Broze handen om de zijne. Hoeveel kracht ging er wel niet van uit. Hoe verzwakt ze ook was nog steeds kon ze hem vasthouden, nog steeds kon ze hem dwingen om van haar te houden.
Hij had haar nog nooit gezien, maar hij had een gezicht voor haar gecreëerd. Ze zou een door de zon gebruinde huid hebben, donkere haren en groene ogen. Als een verweerde boom.
Een boom die de zon had getrotseerd, meer regen had gevoeld dan elk mens dat bestond en vaker is verwaaid en bestormd door wind en mensen dat het alles overleefd. Haar karakter was ook verweerd, dat was waarschijnlijk waarom hij haar zo voorstelde.
--------------------------------------------------------------------------------------------------------------------------------------------------------------------------------------------------------------------------------
Ze voelde zijn handen in de hare. Haar kracht was zoveel afgenomen, maar toch hield ze hem vast, zachtjes dwingend. Zijn handen waren slap, zacht en zweterig.

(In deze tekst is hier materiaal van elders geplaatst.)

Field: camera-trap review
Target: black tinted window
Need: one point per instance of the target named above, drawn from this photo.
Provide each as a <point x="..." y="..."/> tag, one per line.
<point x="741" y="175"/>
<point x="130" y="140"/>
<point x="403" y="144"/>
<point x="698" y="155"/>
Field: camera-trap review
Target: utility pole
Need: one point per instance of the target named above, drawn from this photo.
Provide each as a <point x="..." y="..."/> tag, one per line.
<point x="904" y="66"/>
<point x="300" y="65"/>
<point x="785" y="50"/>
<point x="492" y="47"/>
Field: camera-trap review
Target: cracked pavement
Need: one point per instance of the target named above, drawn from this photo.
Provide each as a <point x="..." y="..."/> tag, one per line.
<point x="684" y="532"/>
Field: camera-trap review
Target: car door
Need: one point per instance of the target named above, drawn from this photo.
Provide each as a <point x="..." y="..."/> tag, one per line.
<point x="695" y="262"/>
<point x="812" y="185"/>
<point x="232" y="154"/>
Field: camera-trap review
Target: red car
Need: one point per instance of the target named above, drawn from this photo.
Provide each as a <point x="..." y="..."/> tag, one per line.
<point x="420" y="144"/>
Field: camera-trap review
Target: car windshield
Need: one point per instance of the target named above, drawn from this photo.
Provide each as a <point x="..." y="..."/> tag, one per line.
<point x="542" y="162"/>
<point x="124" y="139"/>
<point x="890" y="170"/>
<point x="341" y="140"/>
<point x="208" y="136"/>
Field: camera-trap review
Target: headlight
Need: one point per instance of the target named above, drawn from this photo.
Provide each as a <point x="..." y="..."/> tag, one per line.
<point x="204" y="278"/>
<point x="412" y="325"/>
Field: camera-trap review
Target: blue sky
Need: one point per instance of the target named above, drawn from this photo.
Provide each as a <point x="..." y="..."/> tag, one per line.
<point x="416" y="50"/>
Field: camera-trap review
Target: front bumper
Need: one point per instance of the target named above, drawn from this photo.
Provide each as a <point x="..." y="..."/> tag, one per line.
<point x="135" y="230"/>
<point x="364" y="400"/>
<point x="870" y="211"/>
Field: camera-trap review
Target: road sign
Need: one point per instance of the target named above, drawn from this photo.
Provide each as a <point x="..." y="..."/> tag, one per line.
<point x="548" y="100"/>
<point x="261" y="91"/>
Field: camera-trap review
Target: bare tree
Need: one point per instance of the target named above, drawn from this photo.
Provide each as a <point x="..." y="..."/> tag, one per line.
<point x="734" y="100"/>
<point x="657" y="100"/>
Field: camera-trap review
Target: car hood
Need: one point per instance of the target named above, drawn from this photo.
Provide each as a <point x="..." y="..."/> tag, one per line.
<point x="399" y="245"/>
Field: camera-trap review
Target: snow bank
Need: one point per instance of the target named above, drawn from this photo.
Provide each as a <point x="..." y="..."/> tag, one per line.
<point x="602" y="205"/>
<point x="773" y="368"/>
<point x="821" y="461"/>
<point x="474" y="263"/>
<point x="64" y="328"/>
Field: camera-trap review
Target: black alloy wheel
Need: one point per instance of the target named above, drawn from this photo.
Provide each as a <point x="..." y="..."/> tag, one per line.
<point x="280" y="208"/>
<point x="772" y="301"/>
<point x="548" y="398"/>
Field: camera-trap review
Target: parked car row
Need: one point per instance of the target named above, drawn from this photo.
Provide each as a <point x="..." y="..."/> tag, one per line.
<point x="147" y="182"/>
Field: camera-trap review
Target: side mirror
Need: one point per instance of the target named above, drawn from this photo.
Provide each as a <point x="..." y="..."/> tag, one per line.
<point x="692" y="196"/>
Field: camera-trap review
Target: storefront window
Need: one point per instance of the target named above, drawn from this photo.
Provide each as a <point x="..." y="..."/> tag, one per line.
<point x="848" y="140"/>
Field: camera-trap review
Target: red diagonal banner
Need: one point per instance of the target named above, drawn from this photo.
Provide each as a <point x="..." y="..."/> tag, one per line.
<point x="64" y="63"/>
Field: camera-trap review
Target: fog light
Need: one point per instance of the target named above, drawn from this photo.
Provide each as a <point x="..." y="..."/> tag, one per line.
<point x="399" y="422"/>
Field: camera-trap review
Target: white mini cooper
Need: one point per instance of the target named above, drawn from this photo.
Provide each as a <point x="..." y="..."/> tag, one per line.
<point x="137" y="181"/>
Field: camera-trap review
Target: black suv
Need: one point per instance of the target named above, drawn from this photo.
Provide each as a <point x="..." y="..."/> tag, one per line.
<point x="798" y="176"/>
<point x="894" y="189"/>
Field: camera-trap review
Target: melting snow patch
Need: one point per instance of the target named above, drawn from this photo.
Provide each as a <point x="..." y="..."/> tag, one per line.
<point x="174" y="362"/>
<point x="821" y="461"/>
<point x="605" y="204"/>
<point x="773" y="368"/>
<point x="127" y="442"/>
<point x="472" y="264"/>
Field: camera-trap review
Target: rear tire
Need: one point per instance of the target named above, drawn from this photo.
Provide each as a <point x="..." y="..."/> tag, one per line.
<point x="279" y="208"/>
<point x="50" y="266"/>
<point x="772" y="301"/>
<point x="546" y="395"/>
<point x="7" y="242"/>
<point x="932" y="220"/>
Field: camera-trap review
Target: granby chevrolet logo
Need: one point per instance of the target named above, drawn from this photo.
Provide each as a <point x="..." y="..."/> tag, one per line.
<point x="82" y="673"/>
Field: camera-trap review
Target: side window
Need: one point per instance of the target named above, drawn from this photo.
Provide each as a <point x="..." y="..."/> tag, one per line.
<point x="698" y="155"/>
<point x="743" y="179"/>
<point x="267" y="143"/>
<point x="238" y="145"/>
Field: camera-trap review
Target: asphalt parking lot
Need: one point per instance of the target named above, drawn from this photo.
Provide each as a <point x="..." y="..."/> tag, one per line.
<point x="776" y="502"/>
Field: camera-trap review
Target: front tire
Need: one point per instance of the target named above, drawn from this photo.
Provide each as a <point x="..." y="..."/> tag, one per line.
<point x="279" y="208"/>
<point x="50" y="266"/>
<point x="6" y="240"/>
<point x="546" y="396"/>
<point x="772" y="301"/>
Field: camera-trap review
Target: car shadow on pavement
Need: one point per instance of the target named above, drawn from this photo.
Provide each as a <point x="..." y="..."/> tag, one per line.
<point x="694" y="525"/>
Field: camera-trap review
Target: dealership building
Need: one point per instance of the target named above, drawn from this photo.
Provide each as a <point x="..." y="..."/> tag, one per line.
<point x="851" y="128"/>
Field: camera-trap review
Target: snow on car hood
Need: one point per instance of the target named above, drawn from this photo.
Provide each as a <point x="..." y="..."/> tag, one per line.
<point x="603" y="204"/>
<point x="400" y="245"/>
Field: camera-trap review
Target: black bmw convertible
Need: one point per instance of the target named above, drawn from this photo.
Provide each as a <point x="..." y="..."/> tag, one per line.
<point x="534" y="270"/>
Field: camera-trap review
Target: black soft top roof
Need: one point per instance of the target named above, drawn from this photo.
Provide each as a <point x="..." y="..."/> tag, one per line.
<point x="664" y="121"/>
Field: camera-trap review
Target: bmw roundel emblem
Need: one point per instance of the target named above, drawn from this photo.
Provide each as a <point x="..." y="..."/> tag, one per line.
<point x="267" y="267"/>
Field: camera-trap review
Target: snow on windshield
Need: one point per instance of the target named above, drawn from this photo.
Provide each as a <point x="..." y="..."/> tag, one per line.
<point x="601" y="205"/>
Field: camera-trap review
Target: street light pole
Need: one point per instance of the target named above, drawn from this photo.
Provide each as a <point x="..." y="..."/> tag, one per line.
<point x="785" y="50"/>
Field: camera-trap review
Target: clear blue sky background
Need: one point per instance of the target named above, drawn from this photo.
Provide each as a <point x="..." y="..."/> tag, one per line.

Ze had zijn gezicht duizenden keren gezien als hij de deur open deed en er een seconde licht op hem scheen, totdat hij haar ontmoette in het duister. Zijn haar was zo geel als een rietstengel. Zijn bleke huid paste erbij en hij had grijze ogen als de lucht op een dag van onweer. Ze vond hem op een rietstengel lijken.
Een rietstengel die zo veel stormen had getrotseerd alleen maar door mee te buigen. Ze wist dat hij een dooddoener was, slecht volgens haar kennissen. Toch vond ze hem alleen maar slim. Ze dacht altijd aan een Chinese uitspraak:
Wie is er sterker, de boom of het riet? Dat is het riet natuurlijk want elke boom breekt een keer en riet is zo flexibel dat het niet breken kan.

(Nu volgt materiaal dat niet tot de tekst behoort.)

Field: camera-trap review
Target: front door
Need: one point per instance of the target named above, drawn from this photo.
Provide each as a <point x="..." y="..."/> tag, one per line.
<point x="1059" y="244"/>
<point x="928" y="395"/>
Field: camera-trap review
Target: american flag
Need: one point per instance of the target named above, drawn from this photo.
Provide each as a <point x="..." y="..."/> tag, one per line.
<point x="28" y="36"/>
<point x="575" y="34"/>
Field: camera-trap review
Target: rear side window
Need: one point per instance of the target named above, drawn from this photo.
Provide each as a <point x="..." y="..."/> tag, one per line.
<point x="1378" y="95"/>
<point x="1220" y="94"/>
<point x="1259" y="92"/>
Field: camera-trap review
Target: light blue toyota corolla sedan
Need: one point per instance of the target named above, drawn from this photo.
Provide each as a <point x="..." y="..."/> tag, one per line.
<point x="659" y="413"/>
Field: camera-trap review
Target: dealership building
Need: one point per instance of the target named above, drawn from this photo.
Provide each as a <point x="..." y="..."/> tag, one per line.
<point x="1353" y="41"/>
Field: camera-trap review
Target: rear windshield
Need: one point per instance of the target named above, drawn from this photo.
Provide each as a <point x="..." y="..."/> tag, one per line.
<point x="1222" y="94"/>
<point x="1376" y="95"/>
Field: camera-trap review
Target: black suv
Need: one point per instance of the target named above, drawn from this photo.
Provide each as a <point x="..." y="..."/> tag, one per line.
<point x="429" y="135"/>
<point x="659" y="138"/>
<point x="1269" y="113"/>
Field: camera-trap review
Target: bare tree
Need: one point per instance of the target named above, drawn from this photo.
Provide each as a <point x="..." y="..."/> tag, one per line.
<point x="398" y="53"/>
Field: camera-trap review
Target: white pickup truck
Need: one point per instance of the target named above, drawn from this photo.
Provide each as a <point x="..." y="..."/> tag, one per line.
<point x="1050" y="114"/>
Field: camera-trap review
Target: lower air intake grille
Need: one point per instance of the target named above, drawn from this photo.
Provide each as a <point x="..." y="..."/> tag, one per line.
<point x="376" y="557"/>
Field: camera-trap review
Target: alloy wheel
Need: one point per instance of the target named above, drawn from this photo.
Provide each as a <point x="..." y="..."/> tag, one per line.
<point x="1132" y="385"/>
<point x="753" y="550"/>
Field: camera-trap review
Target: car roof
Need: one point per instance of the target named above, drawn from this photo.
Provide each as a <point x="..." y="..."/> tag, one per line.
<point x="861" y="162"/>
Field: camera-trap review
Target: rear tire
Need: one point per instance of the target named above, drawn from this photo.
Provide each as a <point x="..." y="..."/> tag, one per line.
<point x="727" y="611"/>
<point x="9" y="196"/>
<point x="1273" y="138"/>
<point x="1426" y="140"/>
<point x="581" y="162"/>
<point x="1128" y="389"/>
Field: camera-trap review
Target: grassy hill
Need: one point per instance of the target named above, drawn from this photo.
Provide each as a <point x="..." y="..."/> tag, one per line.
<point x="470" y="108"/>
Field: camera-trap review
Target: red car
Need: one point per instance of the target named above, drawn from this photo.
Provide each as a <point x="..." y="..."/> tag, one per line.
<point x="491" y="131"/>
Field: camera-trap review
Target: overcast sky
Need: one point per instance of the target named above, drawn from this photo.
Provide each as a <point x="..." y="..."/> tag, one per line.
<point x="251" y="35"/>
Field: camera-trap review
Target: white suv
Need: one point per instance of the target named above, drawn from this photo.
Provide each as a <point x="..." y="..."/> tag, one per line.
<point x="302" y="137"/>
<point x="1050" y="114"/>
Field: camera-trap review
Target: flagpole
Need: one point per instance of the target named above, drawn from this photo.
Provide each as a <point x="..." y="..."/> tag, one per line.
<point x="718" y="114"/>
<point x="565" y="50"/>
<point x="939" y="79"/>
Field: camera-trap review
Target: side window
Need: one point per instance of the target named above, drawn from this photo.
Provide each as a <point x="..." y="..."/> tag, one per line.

Hij was het riet, met elke wind mee waaiend. Welke kant die ook opging. Een soort gebrek aan trots, al was hij arrogant. Hij leek op het riet, zowel in uiterlijk als karakter.

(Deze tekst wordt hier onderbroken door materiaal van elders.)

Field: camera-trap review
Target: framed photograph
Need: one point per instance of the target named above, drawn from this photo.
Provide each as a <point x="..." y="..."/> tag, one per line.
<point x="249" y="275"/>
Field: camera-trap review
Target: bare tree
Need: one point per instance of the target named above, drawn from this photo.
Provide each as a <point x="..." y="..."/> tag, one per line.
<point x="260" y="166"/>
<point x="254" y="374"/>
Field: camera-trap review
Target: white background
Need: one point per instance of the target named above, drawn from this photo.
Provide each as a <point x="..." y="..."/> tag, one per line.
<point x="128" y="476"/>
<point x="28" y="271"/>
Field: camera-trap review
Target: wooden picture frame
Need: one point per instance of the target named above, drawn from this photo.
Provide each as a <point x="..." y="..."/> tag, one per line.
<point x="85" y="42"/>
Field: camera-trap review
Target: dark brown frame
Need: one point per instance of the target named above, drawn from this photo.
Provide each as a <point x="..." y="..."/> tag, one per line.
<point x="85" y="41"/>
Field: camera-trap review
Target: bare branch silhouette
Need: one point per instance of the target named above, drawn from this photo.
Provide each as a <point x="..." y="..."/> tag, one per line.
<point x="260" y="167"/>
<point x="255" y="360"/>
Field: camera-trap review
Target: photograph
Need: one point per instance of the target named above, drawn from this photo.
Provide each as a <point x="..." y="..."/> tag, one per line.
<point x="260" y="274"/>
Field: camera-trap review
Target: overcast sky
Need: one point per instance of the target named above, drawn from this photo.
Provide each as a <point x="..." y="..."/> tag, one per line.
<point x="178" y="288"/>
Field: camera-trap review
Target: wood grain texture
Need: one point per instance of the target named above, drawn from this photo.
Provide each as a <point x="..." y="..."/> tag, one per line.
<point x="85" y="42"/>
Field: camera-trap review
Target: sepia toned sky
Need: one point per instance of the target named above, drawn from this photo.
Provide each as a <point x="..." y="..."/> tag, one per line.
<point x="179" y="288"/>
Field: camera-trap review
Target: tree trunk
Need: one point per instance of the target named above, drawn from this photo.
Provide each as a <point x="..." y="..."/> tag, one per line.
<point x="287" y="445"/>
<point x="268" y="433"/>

--------------------------------------------------------------------------------------------------------------------------------------------------------------------------------------------------------------------------------
Ze begon te praten, het klonk als die oude boom, kreunend in een zware storm. "Ik kan niet huilen, dat heb ik nooit gekund. Ik ben er niet te trots voor, maar er is iets met mijn traanbuisjes, er kunnen geen tranen door heen. Ik huil nooit."
Hij strekte zijn arm uit en liet zijn hand over haar wang glijden. Vanzelf kwam hij bij haar lippen uit. De korstjes die op haar lippen zaten kwamen van de martelingen. Hij wist hoe sommige gevangenen op hun lip beten om niet te gillen. Als ze het dan toch deden trokken ze een stuk vel van hun lip. Haar mond zat onder die korstjes.
"Je hoeft niet te huilen, het is een nutteloze emotie. Er veranderd niets mee. Het brengt alleen problemen en ongewenst medelijden. Je hoeft niet te huilen." fluisterde hij.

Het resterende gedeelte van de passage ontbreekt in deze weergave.